Crossovers seem increasingly ubiquitous in the worlds of art, fashion, and design, but rarely do two behemoth houses get together for a collaboration such as Gucci’s latest with Balenciaga.
The “Hacker Project,” which debuted in November at 74 Gucci pop-up shops worldwide, includes a trippy stable of pieces that merge the two brands’ respective iconographies, colors, and feels in a collection of bags, bucket hats, peacoats, scarves, shoes (including riffs on Balenciaga’s Triple S), tops, and other accessories that celebrate the two houses’ silhouettes and sensibilities.
At a first glance, many of the pieces appear to feature Gucci’s signature tone-on-tone “G- link” pattern—but, upon closer inspection, shoppers will notice that many of the G’s are, in fact, Balenciaga B’s.
The project was conceived jointly by Balenciaga’s creative director, Demna Gvasalia, and Gucci’s Alessandro Michele to explore “ideas of appropriation within the fashion industry,” according to the brands—and it will be undoubtedly popular amongst fashion lovers this holiday season.
At the Madison Avenue Balenciaga shop during the launch of the project (with the shop’s windows graffitied with ‘GUCCI’ in navy blue paint) crowds filled the space, some of them excited and aware of the collaboration, while others were confused about whether the store had truly been vandalized.
The graffiti artist Jack Greer additionally set up shop at the store to customize bags with a Magritte-inspired “THIS IS NOT A GUCCI BAG” message.
Of the collection, the British Vogue fashion critic Anders Christian Madsen said it may well be “the most bullet-proof merchandise of the social media-driven fashion era,” prodding at astute questions about how social media has allowed copycatting to become so pervasive. Indeed, what feels most original now—what retains shock value—is to break the rules so pointedly by invoking a cardinal fashion no-no: to allow heritage brand identities, histories, and symbols to mix. To look at this collection is to feel it is in some ways not real, or even, as Tora Northman put it in her piece for High Snobiety, “almost wrong.”
That was exactly why Michele and Gvasalia brought the collection to life—to push our ideas of fashion past surface-level codes.
“I love logos because they often make my job so much easier,” Gvasalia said in an interview with British Vogue about the Hacker Project.

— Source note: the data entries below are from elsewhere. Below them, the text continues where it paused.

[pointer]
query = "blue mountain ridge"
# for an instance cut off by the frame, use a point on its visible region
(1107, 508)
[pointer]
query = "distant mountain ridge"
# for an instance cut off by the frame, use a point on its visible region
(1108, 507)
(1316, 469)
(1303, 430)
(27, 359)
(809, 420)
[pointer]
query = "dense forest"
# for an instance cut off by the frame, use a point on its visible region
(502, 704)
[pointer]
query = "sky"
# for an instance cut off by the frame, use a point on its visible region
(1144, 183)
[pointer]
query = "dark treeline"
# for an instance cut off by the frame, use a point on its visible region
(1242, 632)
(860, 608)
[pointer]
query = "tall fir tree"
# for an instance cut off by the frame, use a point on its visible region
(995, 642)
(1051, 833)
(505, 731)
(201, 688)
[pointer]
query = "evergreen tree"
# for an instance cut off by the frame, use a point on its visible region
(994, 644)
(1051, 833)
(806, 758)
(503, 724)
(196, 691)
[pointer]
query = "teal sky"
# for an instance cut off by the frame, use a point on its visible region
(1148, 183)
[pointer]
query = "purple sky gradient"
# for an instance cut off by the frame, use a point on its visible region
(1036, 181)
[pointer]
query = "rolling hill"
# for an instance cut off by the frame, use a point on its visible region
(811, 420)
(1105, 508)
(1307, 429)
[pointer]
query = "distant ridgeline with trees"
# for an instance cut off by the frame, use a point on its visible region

“I like to have fun turning them upside-down and in every direction, but one really needs to put in a bit more intellectual effort than considering a logo to be a fashion tool—especially in the context of my work. It is about building a silhouette, engineering an attitude and posture into a garment, and creating a signature style. Real fashion is way deeper than a logo on its surface.”